Батальон наш стоял тогда у мельницы неподалеку от знаменитых Клиновских домов под Урицком. Был обычный фронтовой день, такой, о которых в сводках Совинформбюро писалось: «На остальных участках ничего существенного не произошло».
Накануне ночью в тыл к противнику ушла наша дивизионная разведгруппа. Возглавлял ее командир взвода разведки младший лейтенант Иван Пилипчук. Отличный воспитатель, сам лихой разведчик, балагур и весельчак, он был всеобщим любимцем.
Прошли сутки, и в траншеях уже ожидали возвращения наших «пластунов». По времени им полагалось уже вернуться: на исходе была вторая ночь. В траншеях собрался народ, готовый в любую минуту кинуться на выручку своим товарищам, но все по-прежнему было тихо.

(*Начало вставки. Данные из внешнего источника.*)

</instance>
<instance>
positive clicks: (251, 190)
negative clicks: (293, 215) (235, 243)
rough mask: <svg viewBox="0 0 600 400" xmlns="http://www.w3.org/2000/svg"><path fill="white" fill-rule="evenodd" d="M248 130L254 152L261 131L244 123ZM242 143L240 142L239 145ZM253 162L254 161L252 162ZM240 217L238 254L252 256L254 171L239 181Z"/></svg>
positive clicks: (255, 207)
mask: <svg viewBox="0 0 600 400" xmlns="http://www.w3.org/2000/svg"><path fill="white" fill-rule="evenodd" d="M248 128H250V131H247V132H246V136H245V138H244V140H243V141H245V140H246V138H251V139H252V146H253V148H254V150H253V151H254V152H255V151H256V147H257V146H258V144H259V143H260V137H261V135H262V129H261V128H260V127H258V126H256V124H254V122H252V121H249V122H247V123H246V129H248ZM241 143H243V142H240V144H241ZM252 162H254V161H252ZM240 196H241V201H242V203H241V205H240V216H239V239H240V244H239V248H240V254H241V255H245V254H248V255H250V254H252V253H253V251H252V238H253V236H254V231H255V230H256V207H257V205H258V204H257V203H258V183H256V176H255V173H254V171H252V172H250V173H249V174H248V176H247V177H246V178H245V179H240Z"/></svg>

Почти рассвело, когда все, обеспокоенные долгим отсутствием группы, вдруг услышали в расположении противника беспорядочный треск автоматов и глухие, частые разрывы гранат. «Это наши! Их обнаружили! Неужели не прорвутся?» — думал каждый из нас, изготовившись к броску на немецкие траншеи, если это потребуется. Что происходило сейчас на той стороне, мы себе представляли, однако узнали подробно тогда, когда под лихорадочный треск автоматов в наши траншеи по одному стали возвращаться разведчики.
— Как, что там? — забрасывали вопросами каждого вернувшегося с той стороны.
— Плохо! Мы напоролись! Командир тяжело ранен. Двое убиты, некоторых поцарапало…
Прошло еще несколько томительных минут. Уже просматривались в предутренней синеве немецкие траншеи, но все еще отчетливо был виден полет трассирующих пуль, посылаемых фашистами в нашу сторону.
До сих пор еще не вернулись несколько человек. Это, видимо, те, кто убит и никогда уже не вернется, или те, кто еще держится, прикрывая своим огнем отход товарищей.
Но вот мы увидели командира взвода разведки Ивана Пилипчука. Он отходил последним. Тяжело раненный, Пилипчук все же успел добраться ползком до нейтральной полосы. Сейчас он лежал в десяти-пятнадцати метрах от немецких траншей, на виду у фашистов. Все очереди трассирующих пуль фашистских автоматчиков были направлены, кажется, в одну цель — в уходящего от них советского командира.
Снова началась прекратившаяся было стрельба с нашей стороны: надо отсечь Пилипчука от противника, не дать фашистам взять его живым, помочь Ивану отползти и приблизиться к нашим траншеям.
Видим, замер наш Пилипчук. Чувствуем, ползти он уже сам не может. Неужели это конец?! Нет, мы слышим его стоны, видим, как в беспамятстве он нет-нет да и раскинет руки. Чем ему помочь? Как? Любому из нас понятно, что проползти теперь к Ивану уже невозможно: простреливается каждый вершок земли, стало совсем светло.
Добить Пилипчука для немцев сущий пустяк — вот он лежит, стонет прямо перед ними. Но они выжидают, не трогают его. Они радуются, глядя на его и наше беспомощное положение. Не могут фашисты и сами взять лейтенанта в плен: мы не подпустим их к нему.